Washington - Milhares de norte-americanos morrem por ano devido a erros médicos evitáveis no diagnóstico e prescrição de medicamentos, segundo um relatório do Institute of Medicine.
O instituto, pertencente às National Academies, realizou o estudo a pedido do Parlamento e concluiu que podem ser prevenidos pelo menos um quarto dos erros terapêuticos, que matam entre sete mil e cinqüenta mil pessoas por ano.

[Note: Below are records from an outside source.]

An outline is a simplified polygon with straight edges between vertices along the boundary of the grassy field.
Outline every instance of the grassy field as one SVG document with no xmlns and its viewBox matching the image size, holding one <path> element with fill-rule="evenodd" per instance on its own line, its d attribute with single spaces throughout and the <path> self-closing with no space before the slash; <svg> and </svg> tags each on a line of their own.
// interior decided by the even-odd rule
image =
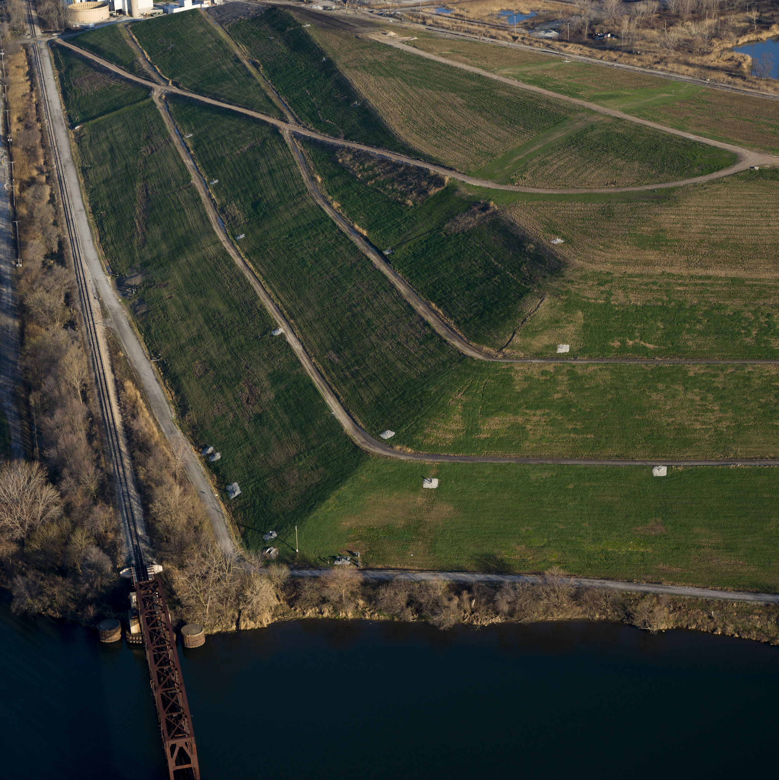
<svg viewBox="0 0 779 780">
<path fill-rule="evenodd" d="M 191 105 L 178 108 L 180 119 Z M 202 128 L 194 140 L 205 147 L 217 131 L 203 126 L 203 115 L 193 119 Z M 223 127 L 226 156 L 235 133 Z M 267 133 L 236 162 L 254 170 L 247 160 L 256 149 L 280 187 L 293 174 L 286 164 L 274 168 L 279 152 Z M 430 466 L 359 455 L 284 342 L 268 337 L 270 321 L 212 235 L 151 101 L 87 122 L 78 149 L 91 165 L 87 190 L 103 247 L 115 268 L 141 277 L 130 305 L 149 349 L 165 356 L 158 365 L 186 427 L 197 444 L 222 452 L 218 479 L 241 484 L 231 509 L 250 546 L 273 526 L 282 555 L 291 558 L 297 524 L 301 554 L 312 562 L 360 550 L 372 566 L 538 571 L 557 564 L 594 576 L 777 590 L 775 470 L 674 469 L 653 479 L 645 467 Z M 262 198 L 247 197 L 265 214 L 243 223 L 247 238 L 267 226 L 283 193 L 269 186 L 272 178 L 261 179 Z M 302 216 L 305 204 L 297 204 Z M 290 234 L 300 228 L 290 225 Z M 343 245 L 320 243 L 321 254 L 305 260 L 328 281 L 339 264 L 325 267 L 328 257 L 349 258 Z M 337 296 L 329 301 L 343 305 Z M 358 313 L 366 303 L 350 305 Z M 334 313 L 321 312 L 326 325 Z M 564 381 L 572 381 L 554 380 Z M 427 476 L 441 480 L 437 491 L 422 490 Z"/>
<path fill-rule="evenodd" d="M 52 51 L 72 125 L 88 122 L 148 97 L 147 87 L 128 84 L 93 68 L 87 60 L 62 46 L 53 47 Z"/>
<path fill-rule="evenodd" d="M 450 183 L 408 201 L 418 169 L 304 147 L 342 213 L 392 248 L 395 269 L 475 343 L 531 355 L 566 343 L 580 356 L 779 358 L 775 172 L 641 199 L 525 200 Z M 499 207 L 479 222 L 485 199 Z"/>
<path fill-rule="evenodd" d="M 306 125 L 336 137 L 413 152 L 288 11 L 272 8 L 228 29 Z"/>
<path fill-rule="evenodd" d="M 317 209 L 276 131 L 193 101 L 172 112 L 229 229 L 346 406 L 422 452 L 758 457 L 779 412 L 768 367 L 485 363 L 435 337 Z M 239 155 L 237 150 L 244 150 Z M 251 176 L 247 176 L 247 171 Z M 672 432 L 672 435 L 671 435 Z"/>
<path fill-rule="evenodd" d="M 523 317 L 523 299 L 554 268 L 543 255 L 489 218 L 495 212 L 479 222 L 481 198 L 462 197 L 455 183 L 408 203 L 418 171 L 325 144 L 304 148 L 330 198 L 376 246 L 393 249 L 393 268 L 424 297 L 473 342 L 495 349 L 507 342 Z M 390 182 L 395 191 L 382 186 Z"/>
<path fill-rule="evenodd" d="M 715 140 L 774 154 L 779 147 L 776 101 L 424 33 L 408 45 Z"/>
<path fill-rule="evenodd" d="M 166 78 L 200 94 L 283 118 L 258 74 L 202 11 L 133 24 L 133 34 Z"/>
<path fill-rule="evenodd" d="M 455 168 L 532 186 L 702 176 L 735 157 L 415 57 L 349 33 L 311 34 L 402 138 Z"/>
<path fill-rule="evenodd" d="M 107 260 L 137 294 L 131 313 L 177 417 L 210 467 L 247 544 L 304 523 L 363 457 L 329 413 L 214 235 L 151 100 L 87 122 L 77 135 Z"/>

Esses problemas, que acontecem em hospitais geriátricos e farmácias, afetam 1,5 milhão de pessoas por ano, indicou a fonte.
Segundo o relatório, elaborado devido à entrada em vigência, no ano de 2003, de uma lei sobre a assistência médica, os estabelecimentos de repouso para idosos cometem 800 mil erros por ano no país, enquanto as estruturas de assistência médica em hospitais e clínicas são consideradas culpadas por 530 mil.
Em 2005, foram pagos US$ 3,5 bilhões para sanar problemas de saúde provocados por esses casos de má prática da medicina, acrescentou o documento.
O texto menciona o caso de Betsy Lehman, uma jornalista sobre medicina e saúde do jornal Boston Globe que morreu em 1994 devido a uma overdose de medicamento.
"Quem trabalha no sistema médico sabe que esse é um problema grave e que não se faz nada para enfrentá-lo. E mais: na maioria dos casos, são silenciados", denunciou Charles Inlander, presidente da People's Medical Society.
Entre os motivos dos erros está a escrita incompreensível de muitos médicos, o que leva a erros na compra e consumo de medicamentos.